Jedoch gerade in der simplen Sequenz liegt für die Genetiker, die das menschliche Erbgut entziffern wollen, das Problem. Um die Basenabfolge eines Chromosoms zu bestimmen, müssen die Forscher es in kleine Stücke zerschneiden und diese vervielfältigen. Wiederholen sich immer wieder die gleichen Basen – und das für 23 Chromosomen, also 46 Telomere – ist eine Zuordnung der einzelnen Teilstücke nicht mehr möglich. Riethman bediente sich daher eines Tricks. Zusammen mit seinen Forscherkollegen baute er Hefechromosomen zu künstlichen Chromosomen um, die längere Chromosomenabschnitte des Menschen enthielten. Mit diesem half yeast cloning vehicle konnte er die Telomere mit ihren sich anschließenden Subtelomerregionen aus dem Erbgut des Menschen herausfischen und vervielfältigen.

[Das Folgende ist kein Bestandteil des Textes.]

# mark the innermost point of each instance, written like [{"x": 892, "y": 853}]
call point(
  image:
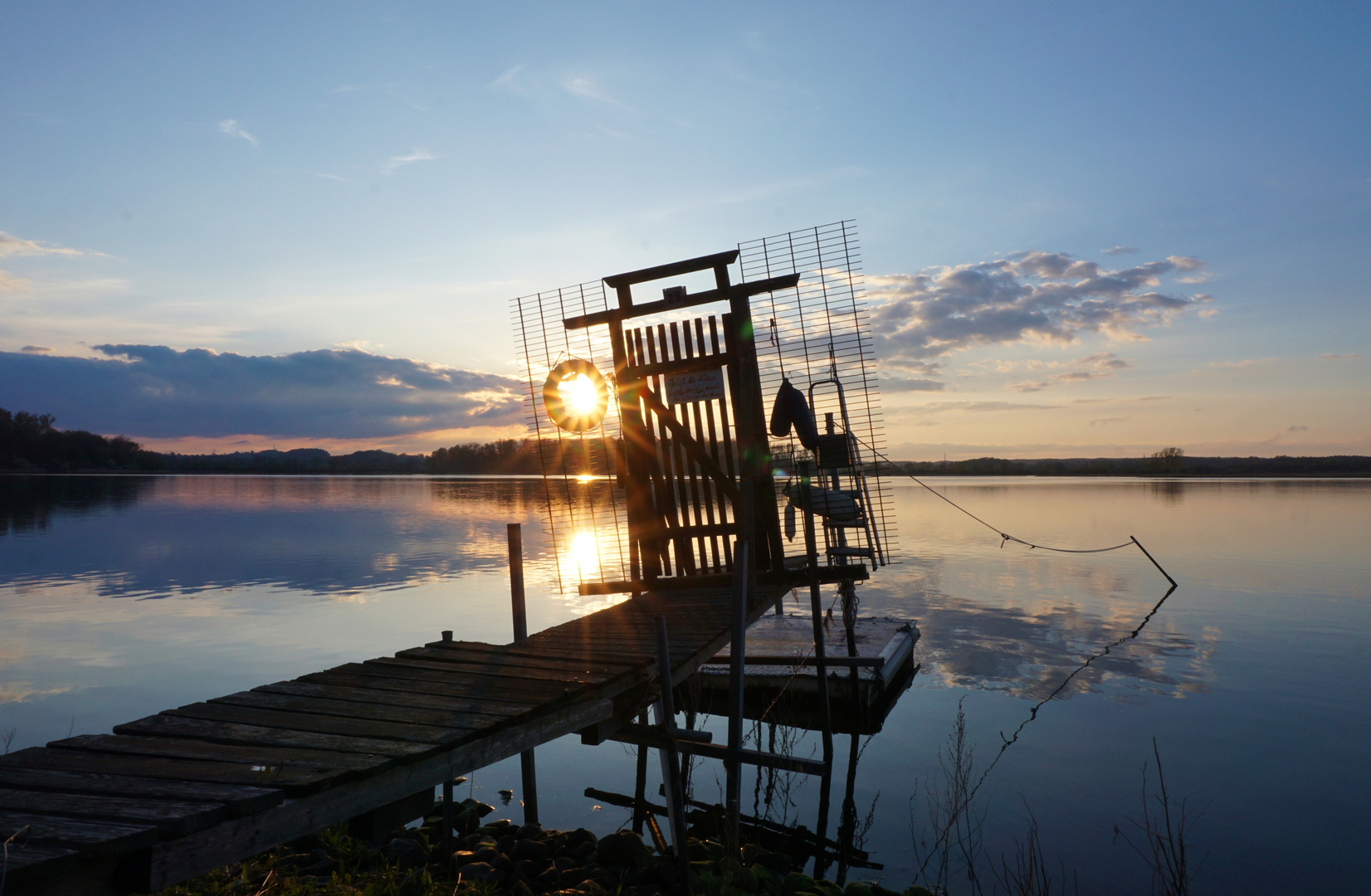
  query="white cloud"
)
[
  {"x": 231, "y": 128},
  {"x": 1085, "y": 369},
  {"x": 391, "y": 164},
  {"x": 1027, "y": 296},
  {"x": 12, "y": 244}
]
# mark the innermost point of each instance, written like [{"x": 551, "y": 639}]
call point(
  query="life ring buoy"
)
[{"x": 586, "y": 414}]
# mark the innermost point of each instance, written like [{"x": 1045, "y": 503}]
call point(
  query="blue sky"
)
[{"x": 358, "y": 191}]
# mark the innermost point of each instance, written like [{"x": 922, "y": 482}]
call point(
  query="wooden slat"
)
[
  {"x": 399, "y": 681},
  {"x": 173, "y": 818},
  {"x": 509, "y": 668},
  {"x": 275, "y": 776},
  {"x": 237, "y": 799},
  {"x": 250, "y": 754},
  {"x": 351, "y": 709},
  {"x": 432, "y": 670},
  {"x": 244, "y": 733},
  {"x": 399, "y": 699},
  {"x": 92, "y": 837}
]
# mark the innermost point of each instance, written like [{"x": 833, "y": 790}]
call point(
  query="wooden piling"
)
[{"x": 527, "y": 765}]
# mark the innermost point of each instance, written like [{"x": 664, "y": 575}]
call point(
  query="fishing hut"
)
[{"x": 715, "y": 424}]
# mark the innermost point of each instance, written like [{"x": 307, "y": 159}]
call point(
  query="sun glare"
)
[
  {"x": 586, "y": 553},
  {"x": 578, "y": 395}
]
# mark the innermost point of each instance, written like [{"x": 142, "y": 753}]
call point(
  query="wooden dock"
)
[{"x": 191, "y": 790}]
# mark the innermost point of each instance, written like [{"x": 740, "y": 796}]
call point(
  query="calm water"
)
[{"x": 121, "y": 597}]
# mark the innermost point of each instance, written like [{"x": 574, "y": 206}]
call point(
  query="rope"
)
[{"x": 1005, "y": 536}]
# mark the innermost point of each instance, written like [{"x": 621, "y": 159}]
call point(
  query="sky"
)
[{"x": 1086, "y": 229}]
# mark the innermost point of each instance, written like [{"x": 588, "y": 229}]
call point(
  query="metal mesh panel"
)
[
  {"x": 819, "y": 328},
  {"x": 583, "y": 510}
]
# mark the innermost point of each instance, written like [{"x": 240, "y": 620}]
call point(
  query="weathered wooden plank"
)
[
  {"x": 275, "y": 776},
  {"x": 399, "y": 699},
  {"x": 496, "y": 662},
  {"x": 351, "y": 709},
  {"x": 178, "y": 859},
  {"x": 173, "y": 818},
  {"x": 506, "y": 672},
  {"x": 237, "y": 799},
  {"x": 240, "y": 733},
  {"x": 92, "y": 837},
  {"x": 398, "y": 681},
  {"x": 311, "y": 723},
  {"x": 251, "y": 754}
]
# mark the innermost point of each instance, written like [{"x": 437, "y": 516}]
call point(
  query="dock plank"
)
[
  {"x": 173, "y": 818},
  {"x": 244, "y": 733},
  {"x": 313, "y": 723},
  {"x": 92, "y": 837},
  {"x": 236, "y": 799},
  {"x": 285, "y": 777},
  {"x": 395, "y": 698},
  {"x": 373, "y": 711}
]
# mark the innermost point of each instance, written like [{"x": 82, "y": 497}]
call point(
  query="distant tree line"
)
[
  {"x": 31, "y": 441},
  {"x": 1166, "y": 462}
]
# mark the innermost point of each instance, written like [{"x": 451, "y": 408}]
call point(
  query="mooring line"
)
[{"x": 1005, "y": 536}]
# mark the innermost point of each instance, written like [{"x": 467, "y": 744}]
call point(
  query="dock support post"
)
[
  {"x": 515, "y": 542},
  {"x": 641, "y": 784},
  {"x": 736, "y": 668},
  {"x": 666, "y": 711},
  {"x": 816, "y": 606}
]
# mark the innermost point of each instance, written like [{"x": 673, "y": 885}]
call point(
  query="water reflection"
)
[{"x": 161, "y": 536}]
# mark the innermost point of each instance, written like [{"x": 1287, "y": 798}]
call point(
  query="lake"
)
[{"x": 121, "y": 597}]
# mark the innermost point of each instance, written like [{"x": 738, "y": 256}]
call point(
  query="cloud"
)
[
  {"x": 12, "y": 244},
  {"x": 231, "y": 128},
  {"x": 1090, "y": 368},
  {"x": 398, "y": 162},
  {"x": 587, "y": 90},
  {"x": 900, "y": 384},
  {"x": 8, "y": 283},
  {"x": 158, "y": 392},
  {"x": 1028, "y": 296}
]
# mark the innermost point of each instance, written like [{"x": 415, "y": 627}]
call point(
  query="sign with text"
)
[{"x": 700, "y": 385}]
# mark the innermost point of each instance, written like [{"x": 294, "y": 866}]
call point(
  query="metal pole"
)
[{"x": 527, "y": 765}]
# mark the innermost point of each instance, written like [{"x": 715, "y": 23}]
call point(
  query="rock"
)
[
  {"x": 483, "y": 872},
  {"x": 618, "y": 849},
  {"x": 529, "y": 850}
]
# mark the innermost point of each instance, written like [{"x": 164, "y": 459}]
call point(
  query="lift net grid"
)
[
  {"x": 583, "y": 510},
  {"x": 815, "y": 332}
]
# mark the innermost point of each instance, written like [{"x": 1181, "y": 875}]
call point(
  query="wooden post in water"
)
[
  {"x": 666, "y": 711},
  {"x": 515, "y": 540},
  {"x": 816, "y": 606}
]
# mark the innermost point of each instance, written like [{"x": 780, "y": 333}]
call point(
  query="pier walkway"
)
[{"x": 189, "y": 790}]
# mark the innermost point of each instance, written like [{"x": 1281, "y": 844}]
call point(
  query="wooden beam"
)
[
  {"x": 689, "y": 300},
  {"x": 180, "y": 859},
  {"x": 689, "y": 266}
]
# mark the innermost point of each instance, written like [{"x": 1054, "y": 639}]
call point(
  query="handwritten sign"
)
[{"x": 700, "y": 385}]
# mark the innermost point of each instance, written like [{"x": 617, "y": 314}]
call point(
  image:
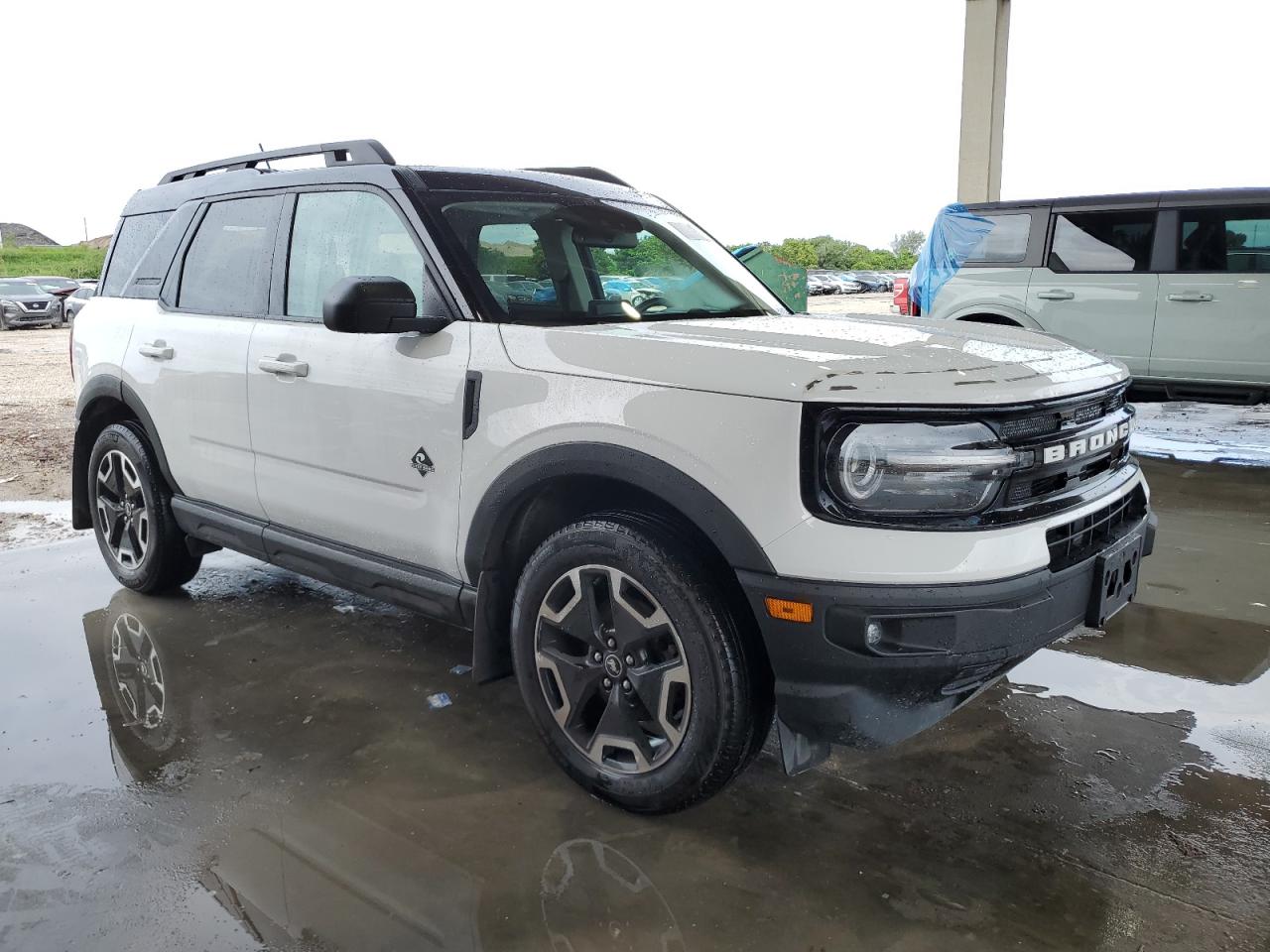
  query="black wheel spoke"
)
[{"x": 612, "y": 669}]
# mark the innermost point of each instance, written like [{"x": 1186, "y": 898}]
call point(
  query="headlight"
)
[{"x": 917, "y": 468}]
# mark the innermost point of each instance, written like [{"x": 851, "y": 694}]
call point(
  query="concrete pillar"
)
[{"x": 983, "y": 99}]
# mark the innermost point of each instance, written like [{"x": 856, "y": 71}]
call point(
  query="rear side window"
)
[
  {"x": 344, "y": 234},
  {"x": 1224, "y": 240},
  {"x": 1007, "y": 241},
  {"x": 1102, "y": 241},
  {"x": 227, "y": 264},
  {"x": 134, "y": 238}
]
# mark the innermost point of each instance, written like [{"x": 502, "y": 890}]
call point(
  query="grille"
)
[{"x": 1076, "y": 540}]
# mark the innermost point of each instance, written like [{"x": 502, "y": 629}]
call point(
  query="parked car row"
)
[
  {"x": 516, "y": 289},
  {"x": 1176, "y": 285},
  {"x": 41, "y": 299},
  {"x": 848, "y": 282}
]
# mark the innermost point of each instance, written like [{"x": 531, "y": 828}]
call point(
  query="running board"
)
[{"x": 368, "y": 574}]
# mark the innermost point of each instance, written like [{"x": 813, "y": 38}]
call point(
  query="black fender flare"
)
[
  {"x": 107, "y": 386},
  {"x": 648, "y": 474}
]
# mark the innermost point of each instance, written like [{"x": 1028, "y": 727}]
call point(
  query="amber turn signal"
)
[{"x": 789, "y": 611}]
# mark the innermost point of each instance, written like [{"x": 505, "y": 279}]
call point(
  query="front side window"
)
[
  {"x": 227, "y": 264},
  {"x": 588, "y": 262},
  {"x": 1224, "y": 240},
  {"x": 1102, "y": 241},
  {"x": 136, "y": 234},
  {"x": 345, "y": 234},
  {"x": 1007, "y": 241}
]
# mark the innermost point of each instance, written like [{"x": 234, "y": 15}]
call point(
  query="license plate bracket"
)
[{"x": 1115, "y": 579}]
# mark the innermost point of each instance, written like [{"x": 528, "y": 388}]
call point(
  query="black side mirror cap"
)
[{"x": 375, "y": 304}]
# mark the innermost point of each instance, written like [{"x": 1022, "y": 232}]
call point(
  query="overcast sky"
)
[{"x": 795, "y": 119}]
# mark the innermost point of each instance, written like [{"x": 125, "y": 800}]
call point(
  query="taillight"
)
[{"x": 902, "y": 299}]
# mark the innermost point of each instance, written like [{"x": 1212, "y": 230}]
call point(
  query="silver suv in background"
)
[{"x": 1176, "y": 285}]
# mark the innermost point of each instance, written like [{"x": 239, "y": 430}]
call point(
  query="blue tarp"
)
[{"x": 953, "y": 236}]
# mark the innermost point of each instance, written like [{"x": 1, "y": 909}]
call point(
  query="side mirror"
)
[{"x": 375, "y": 304}]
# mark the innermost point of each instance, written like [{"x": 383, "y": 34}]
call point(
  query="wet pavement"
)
[{"x": 257, "y": 763}]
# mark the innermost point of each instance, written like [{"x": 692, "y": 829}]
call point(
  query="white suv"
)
[
  {"x": 1176, "y": 285},
  {"x": 670, "y": 521}
]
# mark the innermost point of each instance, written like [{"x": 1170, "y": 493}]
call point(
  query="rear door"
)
[
  {"x": 187, "y": 357},
  {"x": 361, "y": 442},
  {"x": 1213, "y": 317},
  {"x": 1096, "y": 287}
]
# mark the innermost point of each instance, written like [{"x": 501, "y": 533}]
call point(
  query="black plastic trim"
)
[
  {"x": 361, "y": 151},
  {"x": 939, "y": 645},
  {"x": 520, "y": 481},
  {"x": 471, "y": 403},
  {"x": 357, "y": 570}
]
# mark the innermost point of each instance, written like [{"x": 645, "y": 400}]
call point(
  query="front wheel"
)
[
  {"x": 132, "y": 518},
  {"x": 634, "y": 667}
]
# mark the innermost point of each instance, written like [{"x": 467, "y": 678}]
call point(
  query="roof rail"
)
[
  {"x": 358, "y": 151},
  {"x": 585, "y": 172}
]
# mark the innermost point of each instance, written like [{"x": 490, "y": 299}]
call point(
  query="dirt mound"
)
[{"x": 17, "y": 235}]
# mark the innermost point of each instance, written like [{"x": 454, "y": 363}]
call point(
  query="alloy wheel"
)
[
  {"x": 612, "y": 669},
  {"x": 122, "y": 511},
  {"x": 137, "y": 673}
]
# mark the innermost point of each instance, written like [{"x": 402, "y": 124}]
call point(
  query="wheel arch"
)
[
  {"x": 552, "y": 488},
  {"x": 105, "y": 399}
]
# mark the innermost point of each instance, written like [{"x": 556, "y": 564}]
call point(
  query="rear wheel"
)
[
  {"x": 132, "y": 516},
  {"x": 633, "y": 666}
]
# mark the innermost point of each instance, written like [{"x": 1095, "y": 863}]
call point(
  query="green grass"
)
[{"x": 71, "y": 262}]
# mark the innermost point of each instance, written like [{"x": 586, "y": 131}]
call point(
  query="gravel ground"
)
[{"x": 37, "y": 425}]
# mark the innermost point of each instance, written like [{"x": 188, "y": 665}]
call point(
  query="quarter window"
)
[
  {"x": 343, "y": 234},
  {"x": 136, "y": 234},
  {"x": 1224, "y": 240},
  {"x": 1102, "y": 241},
  {"x": 1007, "y": 241},
  {"x": 227, "y": 264}
]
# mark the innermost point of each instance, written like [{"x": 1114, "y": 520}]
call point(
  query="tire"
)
[
  {"x": 683, "y": 679},
  {"x": 132, "y": 516}
]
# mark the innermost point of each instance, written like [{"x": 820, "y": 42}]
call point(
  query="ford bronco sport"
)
[{"x": 670, "y": 520}]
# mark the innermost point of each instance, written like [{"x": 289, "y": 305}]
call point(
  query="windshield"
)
[
  {"x": 589, "y": 262},
  {"x": 19, "y": 287}
]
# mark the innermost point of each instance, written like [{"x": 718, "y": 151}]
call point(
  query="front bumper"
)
[{"x": 940, "y": 645}]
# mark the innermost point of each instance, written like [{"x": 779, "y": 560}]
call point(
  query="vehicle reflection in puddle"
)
[{"x": 267, "y": 771}]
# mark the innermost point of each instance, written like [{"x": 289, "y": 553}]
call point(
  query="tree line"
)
[{"x": 835, "y": 254}]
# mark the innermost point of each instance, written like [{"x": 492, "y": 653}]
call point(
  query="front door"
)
[
  {"x": 187, "y": 358},
  {"x": 1213, "y": 317},
  {"x": 358, "y": 436},
  {"x": 1096, "y": 289}
]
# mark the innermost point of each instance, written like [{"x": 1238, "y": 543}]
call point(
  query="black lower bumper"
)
[{"x": 880, "y": 662}]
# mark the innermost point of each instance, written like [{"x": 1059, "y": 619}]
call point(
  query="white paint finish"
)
[
  {"x": 830, "y": 552},
  {"x": 746, "y": 451},
  {"x": 197, "y": 399},
  {"x": 100, "y": 338},
  {"x": 1222, "y": 336},
  {"x": 829, "y": 358},
  {"x": 334, "y": 447},
  {"x": 1114, "y": 313}
]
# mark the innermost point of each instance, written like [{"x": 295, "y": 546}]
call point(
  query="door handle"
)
[
  {"x": 158, "y": 349},
  {"x": 284, "y": 365}
]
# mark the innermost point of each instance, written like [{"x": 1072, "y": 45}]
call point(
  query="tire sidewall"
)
[
  {"x": 697, "y": 622},
  {"x": 122, "y": 438}
]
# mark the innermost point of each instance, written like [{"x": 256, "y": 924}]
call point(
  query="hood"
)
[{"x": 824, "y": 357}]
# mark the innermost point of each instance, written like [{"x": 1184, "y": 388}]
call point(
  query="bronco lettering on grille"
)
[{"x": 1086, "y": 444}]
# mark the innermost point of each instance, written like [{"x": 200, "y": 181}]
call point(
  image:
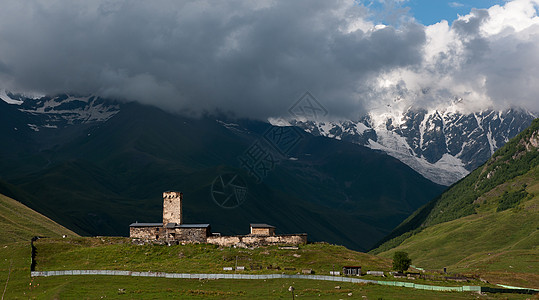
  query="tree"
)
[{"x": 401, "y": 261}]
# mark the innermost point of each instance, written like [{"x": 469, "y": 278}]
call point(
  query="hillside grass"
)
[
  {"x": 109, "y": 253},
  {"x": 70, "y": 254},
  {"x": 20, "y": 223},
  {"x": 490, "y": 243}
]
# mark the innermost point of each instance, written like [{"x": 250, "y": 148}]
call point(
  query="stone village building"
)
[{"x": 173, "y": 230}]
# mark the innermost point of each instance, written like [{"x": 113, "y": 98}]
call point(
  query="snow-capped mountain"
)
[
  {"x": 443, "y": 145},
  {"x": 62, "y": 110}
]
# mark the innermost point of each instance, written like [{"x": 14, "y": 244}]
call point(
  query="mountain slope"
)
[
  {"x": 442, "y": 144},
  {"x": 103, "y": 175},
  {"x": 20, "y": 223},
  {"x": 488, "y": 222}
]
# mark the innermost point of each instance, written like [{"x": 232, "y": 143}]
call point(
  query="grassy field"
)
[
  {"x": 20, "y": 223},
  {"x": 70, "y": 254},
  {"x": 489, "y": 243}
]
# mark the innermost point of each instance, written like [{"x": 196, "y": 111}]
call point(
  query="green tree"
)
[{"x": 401, "y": 261}]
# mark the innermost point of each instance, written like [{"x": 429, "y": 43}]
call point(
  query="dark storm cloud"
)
[
  {"x": 256, "y": 58},
  {"x": 252, "y": 58}
]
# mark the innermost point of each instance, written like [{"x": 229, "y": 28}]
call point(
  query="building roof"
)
[
  {"x": 169, "y": 225},
  {"x": 192, "y": 225},
  {"x": 137, "y": 224},
  {"x": 255, "y": 225}
]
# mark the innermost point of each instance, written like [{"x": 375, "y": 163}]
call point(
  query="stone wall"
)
[
  {"x": 146, "y": 233},
  {"x": 262, "y": 231},
  {"x": 192, "y": 235},
  {"x": 253, "y": 240},
  {"x": 172, "y": 208}
]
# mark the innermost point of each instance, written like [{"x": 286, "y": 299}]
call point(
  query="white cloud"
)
[
  {"x": 255, "y": 58},
  {"x": 488, "y": 57},
  {"x": 455, "y": 4}
]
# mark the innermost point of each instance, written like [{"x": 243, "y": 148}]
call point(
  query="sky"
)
[{"x": 255, "y": 59}]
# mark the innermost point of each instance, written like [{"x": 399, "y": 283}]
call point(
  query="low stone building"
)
[
  {"x": 172, "y": 230},
  {"x": 262, "y": 229}
]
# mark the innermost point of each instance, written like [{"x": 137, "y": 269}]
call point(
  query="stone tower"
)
[{"x": 172, "y": 208}]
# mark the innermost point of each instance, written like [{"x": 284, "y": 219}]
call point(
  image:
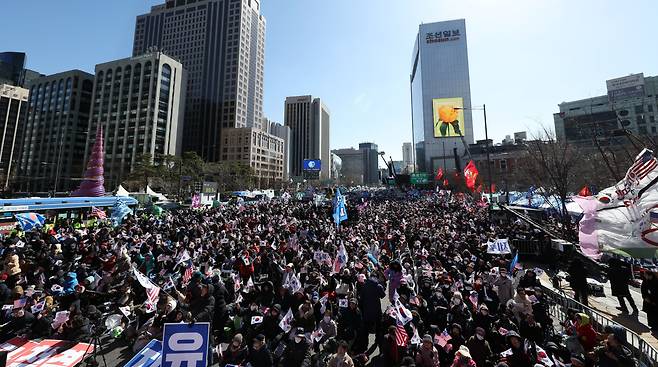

Mit ihrer Methode analysierten die Wissenschaftler 34 der 46 Telomere aus der jetzt vorliegenden "Arbeitsversion" des menschlichen Erbgutes. Sie interessierten sich vor allem für die angrenzenden Subtelomerregionen. Bisher glaubten die Genetiker, dass hier nicht viel zu holen sei; die für Proteine codierenden Gene sollten erst viel weiter im Innern des DNA-Fadens auftauchen. Teilweise bestätigte sich diese Annahme: Oft wiederholte sich hier in langer Reihe immer die gleiche Basenabfolge. Doch bei 18 Telomeren fanden die Genetiker nicht dieses Einheitsmuster, sondern unterschiedlich zusammengesetzte Subtelomerregionen, die individuell von Mensch zu Mensch variieren können. In vielen dieser Regionen erschienen unerwarteterweise bereits bekannte, aber auch noch unbekannte Gene.

Damit wird die bisher geltende These, die Subtelomerregion enthalte nur "junk", also nur unbedeutenden Trödel, hinfällig. "Diese Muster der groß-maßstäblichen Variationen gibt es nicht in anderen Regionen des Genoms", erläutert Riethman. "Das bedeutet, dass Telomere zu den flexibelsten Regionen des menschlichen Genoms gehören und sich vielleicht wesentlich schneller als andere Regionen entwickeln." Und er ergänzt: "Die vielen Gensequenzen weisen darauf hin, dass die Subtelomerregionen wichtige Funktionen haben könnten und nicht nicht einfach nur überflüssige 'junk'-DNA sind."